三菱重工業と千葉工業大学は、引火性ガスの中でも自らが出す電気火花や熱などで爆発や火災を引き起こす危険性を大幅に抑える防爆性能を備えた遠隔操縦式の移動ロボット「桜II号(防爆仕様)」を共同開発した。日本国内の防爆認証(型式検定)を取得し、無線または有線による遠隔操作が可能な移動ロボットで正規の防爆性能を持つものは国内で初めて。トンネル内事故や石油化学プラントなど、防爆対応が求められる現場での安全かつ高効率な情報収集・点検や軽作業に向けた用途・需要を開拓する。

桜II号(防爆仕様)は、千葉工業大学が開発した、原子力発電プラント事故収束支援活動などで実績のあるロボット「櫻弐號(サクラニゴウ)」をベースに、三菱重工業が幅広い産業分野向けで培った技術的総合力を活用して高い防爆性能を実現した。新エネルギー・産業技術総合開発機構(NEDO)の「インフラ維持管理・更新等の社会課題対応システム開発プロジェクト」(※1)による委託・助成を受けており、国内では産業安全技術協会(TIIS)による防爆型式検定に合格した。さらに、欧州など世界で広く採用されているATEX指令に基づいた防爆認証も取得を予定している。

防爆の構造は、リチウムイオン電池やBMS(バッテリーマネジメントシステム)などを収納した耐圧防爆容器を、モーターやコントローラーなどの電気機器とともに、外部より高圧雰囲気の内圧容器で包み込んだ、内圧+耐圧防爆の二重方式で、外部の引火性ガスが圧力差により内圧容器に浸透せず、たとえ内圧容器破損などで内圧が下がっても検知により電気供給を遮断する。電気を蓄積している電池は、IDECと共同開発した耐圧防爆容器で保護されているため、電気火花や熱などがガスに引火する危険性は大幅に抑制される。引火性と拡散性がともに高い水素ガスにも対応し、ゾーン1危険場所(※2)でも使える高い防爆性能を実現した。

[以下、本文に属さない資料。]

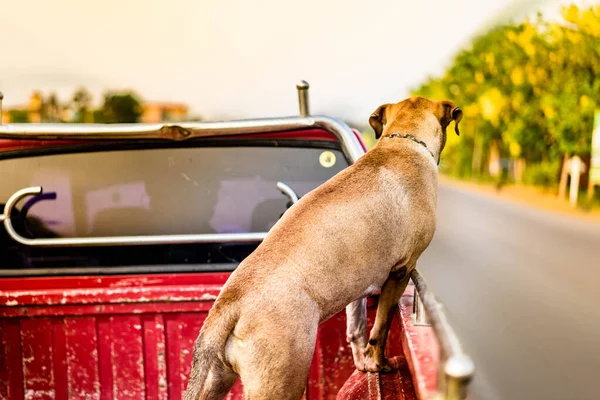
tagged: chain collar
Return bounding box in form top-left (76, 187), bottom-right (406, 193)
top-left (386, 133), bottom-right (435, 160)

防爆移動ロボットの活躍が期待される現場は、掘削中のメタンガス噴出や,運用中の自動車の燃料漏れなどにより引火・爆発の危険性があるトンネル事故などのほか、多数存在する。高度成長期以降に整備された社会インフラや、石油精製プラント、化学プラントや発電所などの産業インフラは、多くが今後老朽化の加速により、人命や社会にダメージを及ぼすリスクが増大していき、災害時の緊急点検や迅速な復旧、災害の未然防止や拡大抑止に向けて、ロボットによる異常探索や軽作業に対するニーズが高まっている。また、新しい油田設備や石油・化学関連施設でも、ロボットの活用により人が踏み込みにくい高所や狭隘空間の点検などを低コスト・高精度化していこうという動きが出てきた。

三菱重工業と千葉工業大学は、今回の桜II号(防爆仕様)開発を機に各方面でのニーズ喚起に取り組むとともに、今後は防爆性能を備えたロボットアームの開発や、ロボットの自動走行化などに取り組み、さらなる用途拡大と潜在ニーズの掘り起こしに注力する。


※1 研究開発テーマである「インフラ維持管理・更新等の社会課題対応システム開発プロジェクト/インフラ維持管理用ロボット技術・非破壊検査装置開発/引火性ガス雰囲気内探査ロボットの研究開発」は4年間の計画で、2014〜2015年度が委託事業、2016〜2017年度が助成事業となっている

※2 危険場所3区分の2番目:通常で危険性雰囲気を発生する恐れがある場所のことで、オイルタンク内部(ゾーン0)以外のほとんどの危険場所があてはまる

※3 パン(左右動)・チルト(上下動)・ズーム(望遠から広角)が可能なPTZカメラは、宮木電機製作所の協力により組み込むことに成功した。